Questo dato soggettivo, rilevabile nella fase iniziale, viene tuttavia completamente dimenticato nel resto della disciplina in quanto, in caso di mancata approvazione del PRO viene richiamato l’art. 111, per il quale il giudice delegato ne riferisce immediatamente al tribunale, che, su ricorso di uno dei soggetti legittimati e accertati i presupposti dell'articolo 121, dichiara con sentenza l'apertura della liquidazione giudiziale, senza nulla dire di cosa accade qualora non sia approvato il PRO proposto da un imprenditore minore non soggetto alla liquidazione giudiziale; egualmente queste figure non sono prese in considerazione nell’art. 64-ter- per eventuali conversioni.
Ad ogni modo, il debitore che si trova in stato di crisi o di insolvenza può presentare la domanda di accesso alla nuova procedura nelle forme dell’articolo 40, depositando, unitamente al ricorso, “la proposta e il piano, con la documentazione di cui all’articolo 39, commi 1 e 2”.
Il richiamo dell’art. 40 conferma che il piano di ristrutturazione soggetto a omologazione rientra nei quadri di ristrutturazione dato che la norma regola appunto la domanda di accesso ai quadri di ristrutturazione preventiva (e alla liquidazione), per cui il procedimento per l'accesso si svolge dinanzi al tribunale in composizione collegiale, il ricorso deve indicare l'ufficio giudiziario, l'oggetto, le ragioni della domanda e le conclusioni, è sottoscritto dal difensore munito di procura e per le società la domanda deve essere approvata e sottoscritta a norma dell'articolo 120-bis; la domanda del debitore è trasmessa al P.M. e, entro il giorno successivo al deposito, è comunicata dal cancelliere al registro delle imprese e l’iscrizione è eseguita entro il giorno seguente e quando la domanda contiene la richiesta di misure protettive il conservatore, nell'eseguire l'iscrizione, ne fa espressa menzione; e così via.

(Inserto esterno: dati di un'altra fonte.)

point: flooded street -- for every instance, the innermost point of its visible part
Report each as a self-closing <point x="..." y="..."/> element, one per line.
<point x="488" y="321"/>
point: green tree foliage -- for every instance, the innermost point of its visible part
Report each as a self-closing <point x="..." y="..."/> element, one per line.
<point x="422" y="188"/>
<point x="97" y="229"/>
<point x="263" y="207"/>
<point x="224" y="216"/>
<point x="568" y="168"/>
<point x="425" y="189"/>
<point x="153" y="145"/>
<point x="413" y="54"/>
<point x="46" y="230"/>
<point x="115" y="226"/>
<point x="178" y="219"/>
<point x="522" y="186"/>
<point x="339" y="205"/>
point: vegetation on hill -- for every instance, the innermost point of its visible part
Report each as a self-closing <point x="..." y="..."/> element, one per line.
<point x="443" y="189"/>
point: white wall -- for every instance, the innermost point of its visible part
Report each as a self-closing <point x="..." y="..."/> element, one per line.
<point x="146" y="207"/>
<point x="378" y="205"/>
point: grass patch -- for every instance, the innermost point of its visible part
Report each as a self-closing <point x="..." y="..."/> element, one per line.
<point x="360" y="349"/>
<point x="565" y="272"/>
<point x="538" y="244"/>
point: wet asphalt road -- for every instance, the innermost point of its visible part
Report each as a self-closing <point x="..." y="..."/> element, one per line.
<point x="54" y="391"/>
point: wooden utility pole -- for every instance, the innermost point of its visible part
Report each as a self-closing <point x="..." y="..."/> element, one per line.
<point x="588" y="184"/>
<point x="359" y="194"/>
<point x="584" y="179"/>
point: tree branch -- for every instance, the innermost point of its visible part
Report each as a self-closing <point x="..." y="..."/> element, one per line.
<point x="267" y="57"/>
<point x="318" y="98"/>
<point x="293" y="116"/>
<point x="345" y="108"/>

La previsione che il debitore unitamente alla domanda deve depositare la proposta, il piano e la documentazione, che è specificato essere quella di cui ai commi 1 e 2 dell’art. 39, lascia intendere che l’ipotesi contemplata dall’art. 64-bis sia quella del domanda piena e non con riserva; tuttavia l’art. 44, nel prevedere che il debitore può presentare la domanda di cui all’articolo 40 con la documentazione prevista dall’art. 39, comma 3, riservandosi di presentare la proposta, il piano e gli accordi, precisa nella lett. a) del primo comma che il tribunale fissa un termine entro il quale il debitore deve depositare, tra le altre, “la domanda di omologazione del piano di ristrutturazione di cui all’articolo 64-bis, con la documentazione di cui all’articolo 39, commi 1 e 2”.
Di conseguenza il debitore può presentare anche un piano di ristrutturazione con riserva, a seguito del quale il tribunale, concesso un termine compreso tra trenta e sessanta giorni, prorogabile su istanza del debitore in presenza di giustificati motivi e in assenza di domande per l'apertura della liquidazione giudiziale, fino a ulteriori sessanta giorni, emette gli altri provvedimenti indicati nell'art. 44, tra cui nomina un commissario giudiziale[13], il quale è tenuto a riferire immediatamente al tribunale su ogni atto di frode ai creditori non dichiarato nella domanda ovvero su ogni circostanza o condotta del debitore tali da pregiudicare una soluzione efficace della crisi, con facoltà di accesso alle banche dati che l’art. 49, co.3, lett.f) riserva al curatore. Inoltre il commissario vigila sull’adempimento degli obblighi informativi periodici, anche relativi alla gestione finanziaria dell'impresa e all'attività compiuta ai fini della predisposizione del piano, e può segnalare quei comportamenti che giustificano la revoca del provvedimento di cui al comma 2 dell’art. 44.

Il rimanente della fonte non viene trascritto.